The answer is more complicated than you might imagine. There are several types of remission. And “remission” tends to mean something different to patients than to their doctors, says Ariela Holmer, MD, a gastroenterologist with the NYU Langone Inflammatory Bowel Disease Center.
“Patients focus on symptoms, because those are what cause decreased quality of life and disability and why they come to see us in the first place,” she says.
But to doctors, remission means that your small and large intestines are healthy so you can avoid complications, she says. There can be a disconnect between symptoms and what’s going on in your digestive tract.
“You can be walking around feeling fine and still have active disease that’s visible when we do an endoscopy or MRI,” she says.
Crohn’s disease is often aggressive, Holmer says. If it’s not treated the right way, Crohn’s can lead to ulcers and holes in the wall of your intestines. You may develop strictures (narrowed areas in the intestine), as well as fistulas (abnormal channels that connect your intestines to another organ).
These complications often need to be repaired with surgery. Long-term inflammation in your intestines also raises the risk that you’ll get colon cancer.
The bottom line: Even if you don’t have symptoms, you’ll need testing to find out whether your disease is still active.
What Are the Types of Remission?
The definition of remission in Crohn’s disease has changed over the past few years. Most inflammatory bowel disease (IBD) experts use at least four different terms to describe the various types of remission.
Clinical remission. This is something you can identify on your own. It simply means that you don’t have any noticeable symptoms.

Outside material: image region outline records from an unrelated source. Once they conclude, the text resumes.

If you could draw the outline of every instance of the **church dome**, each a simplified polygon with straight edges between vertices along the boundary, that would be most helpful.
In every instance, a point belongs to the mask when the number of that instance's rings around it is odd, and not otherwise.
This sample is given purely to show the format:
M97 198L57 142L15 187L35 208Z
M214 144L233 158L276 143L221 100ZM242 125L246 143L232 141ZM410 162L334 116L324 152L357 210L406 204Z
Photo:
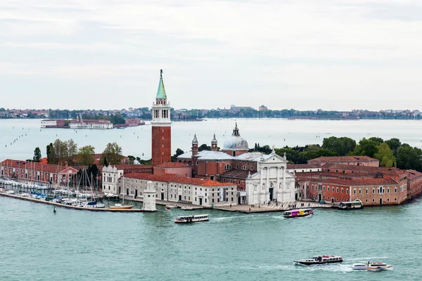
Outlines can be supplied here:
M236 127L233 130L233 133L231 136L224 140L223 145L224 150L248 150L249 145L245 139L241 136L239 129L236 124Z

Endoscopic remission. Endoscopic remission means that when you get a lower endoscopy (a colonoscopy or sigmoidoscopy) your doctor sees no signs of inflammation, ulcers, or bleeding. That’s a very good sign that your disease is under control.

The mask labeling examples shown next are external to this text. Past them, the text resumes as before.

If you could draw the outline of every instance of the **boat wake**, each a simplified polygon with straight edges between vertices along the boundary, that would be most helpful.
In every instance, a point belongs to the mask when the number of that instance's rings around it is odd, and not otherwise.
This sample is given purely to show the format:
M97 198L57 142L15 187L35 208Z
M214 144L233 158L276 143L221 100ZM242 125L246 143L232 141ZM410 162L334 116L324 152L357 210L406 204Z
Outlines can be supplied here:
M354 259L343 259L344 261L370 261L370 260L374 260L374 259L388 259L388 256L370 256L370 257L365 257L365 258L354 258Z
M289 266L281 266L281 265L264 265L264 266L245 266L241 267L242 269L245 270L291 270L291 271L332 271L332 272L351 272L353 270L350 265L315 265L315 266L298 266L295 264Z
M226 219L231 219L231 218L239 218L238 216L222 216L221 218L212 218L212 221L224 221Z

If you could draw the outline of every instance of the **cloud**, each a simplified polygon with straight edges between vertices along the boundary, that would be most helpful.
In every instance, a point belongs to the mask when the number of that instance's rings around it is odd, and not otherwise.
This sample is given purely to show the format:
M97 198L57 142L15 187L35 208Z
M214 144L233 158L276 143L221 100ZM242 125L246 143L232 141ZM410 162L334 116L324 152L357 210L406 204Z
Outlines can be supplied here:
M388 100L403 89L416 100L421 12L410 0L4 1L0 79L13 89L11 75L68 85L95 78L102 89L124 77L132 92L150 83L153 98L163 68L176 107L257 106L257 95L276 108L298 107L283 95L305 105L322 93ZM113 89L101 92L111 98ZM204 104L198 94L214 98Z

The International Organization for the Study of IBD recommends that doctors use endoscopic remission as the long-term treatment target for Crohn’s disease. In other words, the fact that you feel better isn’t enough. Doctors should keep tweaking your treatment until your intestines show proof that you really are better.
During your endoscopy, your doctor will probably also take small samples (biopsies) of your intestinal tissue to be analyzed. If no inflammation can be seen under a microscope, you’re said to be in histologic remission. (Histology refers to the microscopic examination of tissue.)

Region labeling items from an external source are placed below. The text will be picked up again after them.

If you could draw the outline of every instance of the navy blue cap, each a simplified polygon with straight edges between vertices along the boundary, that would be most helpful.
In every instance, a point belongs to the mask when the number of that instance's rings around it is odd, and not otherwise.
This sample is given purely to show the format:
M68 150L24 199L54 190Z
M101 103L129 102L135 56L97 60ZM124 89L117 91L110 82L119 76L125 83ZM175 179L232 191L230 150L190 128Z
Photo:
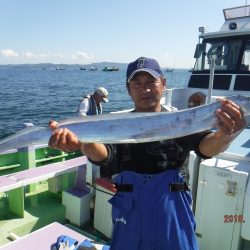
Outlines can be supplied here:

Deep remission. If you meet the definitions for both endoscopic and clinical remission, congratulations. You’re in deep remission. Research has found that people with Crohn’s who reach deep remission soon after being diagnosed and stay there for at least a year are less likely to have advanced disease and complications later on.
How to Avoid Relapses
There’s no cure for Crohn’s disease. People who have it tend to go through periods of remission with flares from time to time. Reaching deep remission should increase the chances that you’ll stay in remission longer — perhaps for many years. But other things also affect what your future with Crohn’s might look like, Holmer says.
Those include how old you were when were diagnosed. People diagnosed after age 30 usually fare better than those who’ve had Crohn’s since childhood. It also matters how much of your intestines has been affected by Crohn’s (less is better).
There’s no way to guarantee you’ll stay in remission. But you can tip the odds in your favor. Take your medications as your doctor directs. And see your gastroenterologist regularly — even if you feel fine.
“Some patients think, ‘OK, I’ve been in remission for 5 years, so I can stop seeing my doctor.’ Those are the ones that end up relapsing.”